Looking out the window as I write this post, I see the first flakes of snow to hit New York this winter. Someone told me that New York hasn't gone this long without snow since the 19th century, and one could reasonably query whether the stuff falling right now really counts as snow - it certainly looks like snow when it's in the air, but it seems to dissolve by the time it hits the ground. A few minutes ago, I greeted the minister of the house, Father Greg Muckenhaupt, as he walked through the front door, umbrella in hand. "Is it raining or snowing?" I asked. "It's going back and forth," Greg said. And yet, as I write these words, the flakes outside are looking a bit more robust than they did when I saw Greg or when I started this post. This snow may be feeble compared to the winter Nor'easters of my childhood or the lake-effect storms I lived through in South Bend, but it still claims pride of place as the first snow New York has seen this winter.
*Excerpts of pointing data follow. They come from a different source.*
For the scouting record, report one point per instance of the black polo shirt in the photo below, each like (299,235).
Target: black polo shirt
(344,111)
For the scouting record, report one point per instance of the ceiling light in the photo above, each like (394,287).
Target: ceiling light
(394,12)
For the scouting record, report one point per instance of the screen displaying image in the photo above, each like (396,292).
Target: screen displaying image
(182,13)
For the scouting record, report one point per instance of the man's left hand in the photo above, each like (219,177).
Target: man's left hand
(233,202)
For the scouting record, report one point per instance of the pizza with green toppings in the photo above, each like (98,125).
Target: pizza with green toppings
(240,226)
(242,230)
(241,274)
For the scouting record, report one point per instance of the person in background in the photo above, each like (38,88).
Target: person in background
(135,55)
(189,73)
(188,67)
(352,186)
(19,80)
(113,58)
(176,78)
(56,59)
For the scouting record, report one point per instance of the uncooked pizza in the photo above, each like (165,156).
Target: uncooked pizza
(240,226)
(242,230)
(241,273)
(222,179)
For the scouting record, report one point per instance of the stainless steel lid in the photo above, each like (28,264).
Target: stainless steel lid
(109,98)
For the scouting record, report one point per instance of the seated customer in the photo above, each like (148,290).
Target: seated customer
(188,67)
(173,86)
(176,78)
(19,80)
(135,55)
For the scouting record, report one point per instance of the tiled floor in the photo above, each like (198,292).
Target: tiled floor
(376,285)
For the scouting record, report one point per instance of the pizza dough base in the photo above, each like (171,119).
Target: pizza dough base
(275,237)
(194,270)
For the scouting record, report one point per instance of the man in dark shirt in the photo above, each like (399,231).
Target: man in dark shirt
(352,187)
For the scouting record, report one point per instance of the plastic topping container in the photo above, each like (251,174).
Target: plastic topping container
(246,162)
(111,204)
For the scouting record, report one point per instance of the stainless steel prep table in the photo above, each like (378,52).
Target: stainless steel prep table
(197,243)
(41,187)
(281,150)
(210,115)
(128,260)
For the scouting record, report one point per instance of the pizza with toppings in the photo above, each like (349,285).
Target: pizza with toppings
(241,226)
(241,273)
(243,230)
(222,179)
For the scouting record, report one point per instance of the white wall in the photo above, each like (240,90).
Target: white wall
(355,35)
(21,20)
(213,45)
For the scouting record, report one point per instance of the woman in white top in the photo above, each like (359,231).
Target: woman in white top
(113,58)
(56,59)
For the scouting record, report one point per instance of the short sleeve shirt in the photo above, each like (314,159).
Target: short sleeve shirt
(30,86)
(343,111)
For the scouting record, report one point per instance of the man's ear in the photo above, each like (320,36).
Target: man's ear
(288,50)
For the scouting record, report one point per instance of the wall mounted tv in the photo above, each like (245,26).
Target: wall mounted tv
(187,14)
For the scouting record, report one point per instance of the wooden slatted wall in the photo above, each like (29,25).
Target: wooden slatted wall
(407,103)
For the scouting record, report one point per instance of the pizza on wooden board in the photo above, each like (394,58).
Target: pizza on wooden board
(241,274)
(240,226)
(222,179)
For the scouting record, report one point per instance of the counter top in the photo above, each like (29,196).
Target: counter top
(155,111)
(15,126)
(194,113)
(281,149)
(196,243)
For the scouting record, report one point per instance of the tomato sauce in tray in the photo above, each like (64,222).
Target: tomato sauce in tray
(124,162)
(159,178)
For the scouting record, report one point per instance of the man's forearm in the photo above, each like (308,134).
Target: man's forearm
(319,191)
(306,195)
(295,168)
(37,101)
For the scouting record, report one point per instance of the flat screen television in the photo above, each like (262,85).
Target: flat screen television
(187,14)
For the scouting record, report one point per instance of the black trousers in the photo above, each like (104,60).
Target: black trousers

For me, the first snowfall of the season has a siren song quality to it - I can't help but be enchanted by that first sight of snowflakes floating earthward and (on days other than this one) the vision of a landscape (or cityscape) being slowly covered by an unblemished blanket of white snow. In due time, however, the sense of wonder that often accompanies the season's first snowfall gives way to irritation as newly-fallen snow morphs into salty, slushy, muddy muck. Winter is in many respects the dirtiest season, and snow is what makes it such. Even so, there are few times as magical as the first moments of the first snow of the season. Right now, I'm savoring those moments - half-hoping, perhaps, that this late and rather light first snow presages a particularly mild winter. AMDG.

1 Comments:

At 1/21/2007 12:56 AM, Anonymous Anonymous said...

I saw the first snowflakes from the window of my airplane and I was not happy to be leaving!